Era claro que no se lo esperaba. Después de tantos rechazos, a César ya se le estaba borrando la sonrisa.
Gloria se acomodó la bolsa en el hombro.
—César, si tú quieres, podemos ser muy buenos amigos.
Lo admiraba. Venía desde abajo y aun así había salido adelante; traía esa misma terquedad y constancia que ella.
Además, estaban en el mismo círculo de negocios. Para gente sin palancas, apoyarse entre sí solo les convenía.

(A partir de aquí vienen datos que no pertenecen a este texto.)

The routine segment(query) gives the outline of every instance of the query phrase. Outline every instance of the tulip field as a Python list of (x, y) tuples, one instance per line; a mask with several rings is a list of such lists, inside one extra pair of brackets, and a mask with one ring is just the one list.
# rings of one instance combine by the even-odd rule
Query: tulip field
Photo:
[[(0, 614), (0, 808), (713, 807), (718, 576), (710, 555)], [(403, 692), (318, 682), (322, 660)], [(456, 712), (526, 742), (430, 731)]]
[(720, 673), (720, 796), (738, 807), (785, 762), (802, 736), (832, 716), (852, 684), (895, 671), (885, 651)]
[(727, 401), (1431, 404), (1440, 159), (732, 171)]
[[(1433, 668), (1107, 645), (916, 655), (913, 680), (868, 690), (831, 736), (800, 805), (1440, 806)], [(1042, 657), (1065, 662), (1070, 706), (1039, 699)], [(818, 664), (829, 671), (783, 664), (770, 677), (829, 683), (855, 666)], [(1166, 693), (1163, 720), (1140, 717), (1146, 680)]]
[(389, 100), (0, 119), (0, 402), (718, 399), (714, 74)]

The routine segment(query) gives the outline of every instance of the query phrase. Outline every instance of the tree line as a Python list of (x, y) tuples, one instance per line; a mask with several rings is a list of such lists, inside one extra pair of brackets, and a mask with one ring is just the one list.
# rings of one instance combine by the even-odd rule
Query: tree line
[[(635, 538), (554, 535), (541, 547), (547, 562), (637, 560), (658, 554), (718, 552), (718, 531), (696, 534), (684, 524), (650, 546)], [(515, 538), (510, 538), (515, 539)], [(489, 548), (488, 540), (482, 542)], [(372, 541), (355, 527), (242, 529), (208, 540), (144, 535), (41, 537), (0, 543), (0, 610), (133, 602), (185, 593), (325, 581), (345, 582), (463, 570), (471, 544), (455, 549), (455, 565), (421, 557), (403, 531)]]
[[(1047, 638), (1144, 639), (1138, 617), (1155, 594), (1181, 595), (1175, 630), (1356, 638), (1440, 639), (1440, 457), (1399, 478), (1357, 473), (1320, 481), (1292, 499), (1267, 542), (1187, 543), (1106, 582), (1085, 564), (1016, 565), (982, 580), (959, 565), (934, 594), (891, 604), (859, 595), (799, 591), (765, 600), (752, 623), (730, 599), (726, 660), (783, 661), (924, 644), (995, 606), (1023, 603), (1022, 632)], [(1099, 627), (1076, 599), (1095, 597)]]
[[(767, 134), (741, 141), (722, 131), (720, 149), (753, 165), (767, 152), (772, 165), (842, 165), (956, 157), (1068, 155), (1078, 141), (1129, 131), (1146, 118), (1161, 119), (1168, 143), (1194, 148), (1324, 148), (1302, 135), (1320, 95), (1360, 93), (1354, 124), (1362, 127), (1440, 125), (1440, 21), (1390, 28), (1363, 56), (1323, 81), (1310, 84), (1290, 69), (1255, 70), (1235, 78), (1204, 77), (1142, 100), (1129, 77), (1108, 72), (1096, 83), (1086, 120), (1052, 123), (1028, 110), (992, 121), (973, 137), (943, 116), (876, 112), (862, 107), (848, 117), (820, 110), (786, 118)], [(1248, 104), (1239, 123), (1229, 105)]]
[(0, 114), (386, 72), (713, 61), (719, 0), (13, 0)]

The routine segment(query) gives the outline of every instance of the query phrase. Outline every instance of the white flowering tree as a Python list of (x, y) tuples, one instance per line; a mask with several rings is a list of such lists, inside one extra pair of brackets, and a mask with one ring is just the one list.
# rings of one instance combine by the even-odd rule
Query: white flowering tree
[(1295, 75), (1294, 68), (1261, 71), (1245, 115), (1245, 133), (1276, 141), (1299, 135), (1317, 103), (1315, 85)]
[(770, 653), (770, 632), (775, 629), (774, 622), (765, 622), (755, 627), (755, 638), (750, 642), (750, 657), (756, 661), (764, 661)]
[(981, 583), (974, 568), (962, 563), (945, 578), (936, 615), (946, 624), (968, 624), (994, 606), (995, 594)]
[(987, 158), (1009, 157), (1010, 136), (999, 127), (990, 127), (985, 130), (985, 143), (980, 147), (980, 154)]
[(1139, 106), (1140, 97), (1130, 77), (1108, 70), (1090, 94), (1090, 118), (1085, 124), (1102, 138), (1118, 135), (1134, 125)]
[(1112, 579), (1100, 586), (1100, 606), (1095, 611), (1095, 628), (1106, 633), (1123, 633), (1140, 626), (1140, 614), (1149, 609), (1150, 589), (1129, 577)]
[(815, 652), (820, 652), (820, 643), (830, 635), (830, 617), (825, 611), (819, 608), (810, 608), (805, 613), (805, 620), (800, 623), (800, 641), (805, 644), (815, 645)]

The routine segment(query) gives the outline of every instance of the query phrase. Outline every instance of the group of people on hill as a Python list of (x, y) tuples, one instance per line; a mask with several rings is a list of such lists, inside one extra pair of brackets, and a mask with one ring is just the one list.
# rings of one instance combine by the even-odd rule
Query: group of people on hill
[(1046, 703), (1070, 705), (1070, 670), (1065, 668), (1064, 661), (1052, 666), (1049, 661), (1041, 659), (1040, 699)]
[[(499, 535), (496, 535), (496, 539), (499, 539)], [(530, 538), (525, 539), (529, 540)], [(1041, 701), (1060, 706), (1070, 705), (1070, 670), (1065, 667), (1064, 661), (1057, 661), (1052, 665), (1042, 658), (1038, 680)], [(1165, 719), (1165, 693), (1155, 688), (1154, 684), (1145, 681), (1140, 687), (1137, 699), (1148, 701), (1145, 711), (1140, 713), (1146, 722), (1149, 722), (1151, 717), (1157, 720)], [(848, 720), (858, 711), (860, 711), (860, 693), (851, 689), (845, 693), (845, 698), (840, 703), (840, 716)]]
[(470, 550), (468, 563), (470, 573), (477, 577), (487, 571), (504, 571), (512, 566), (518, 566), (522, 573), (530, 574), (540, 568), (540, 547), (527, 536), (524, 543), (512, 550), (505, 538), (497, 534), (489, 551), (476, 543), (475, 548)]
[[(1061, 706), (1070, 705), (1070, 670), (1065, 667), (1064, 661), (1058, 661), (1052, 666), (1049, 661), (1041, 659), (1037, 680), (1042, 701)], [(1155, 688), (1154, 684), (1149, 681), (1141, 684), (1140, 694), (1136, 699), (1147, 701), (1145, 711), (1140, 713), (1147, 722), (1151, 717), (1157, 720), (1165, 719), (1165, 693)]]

César quiso preguntar qué pasaba si él no quería ser “solo amigos”.
Pero lo leyó en la cara de Gloria.
Si insistía, ni amigos iban a ser.
—Perdón, te causé incomodidad. Entonces quédate con el ramo… y ya, a partir de hoy somos amigos.
El ramo que le volvió a extender ya no significaba lo mismo.
Gloria lo aceptó sin hacerla de tos.
Antes de que pudiera responderle, alrededor se escucharon varias exclamaciones: eran unos empleados de la empresa, sorprendidos.
—Vete ya —dijo Gloria.
Apenas terminó de hablar, el cielo se soltó con una lluvia de esas que caen de golpe. En segundos ya les estaba empapando la ropa.
Gloria se regresó rápido a la entrada de la empresa para cubrirse; César también se acercó.
Ella sacó el celular y checó: el pronóstico decía tormenta fuerte esa noche, y que en las próximas dos horas no iba a parar.
—¿Tú cómo te viniste? —le preguntó a César.
César se vio incómodo.
—En taxi.
En ese momento le marcó a Vidal: le ofreció un terreno a cambio de que corriera a César.
Vidal se quedó helado. No entendía qué le había hecho César a Jaime.
Pero si lo despedía, ¿no era como darle una cachetada a Federico?
Al final, César era “el novio” de la secretaria de Federico.
Le dio vueltas y terminó hablándole a Federico.
—Señor Córdoba, no sé si César se metió en problemas con el señor Granados o no, pero con esto de que me está pidiendo que lo despida… ¿usted qué dice?
Lo dijo tanteando el tono, para ver si Federico se iba a meter.
Si Federico lo respaldaba, Vidal podía mandarlo a volar.
—¿Ah, sí? —Federico lo pensó un momento—. Déjame preguntarle a Gloria.
Colgó y le marcó a Gloria.
En ese momento Federico estaba en una comida de negocios. Agarró un cigarro y salió al balcón para llamarle.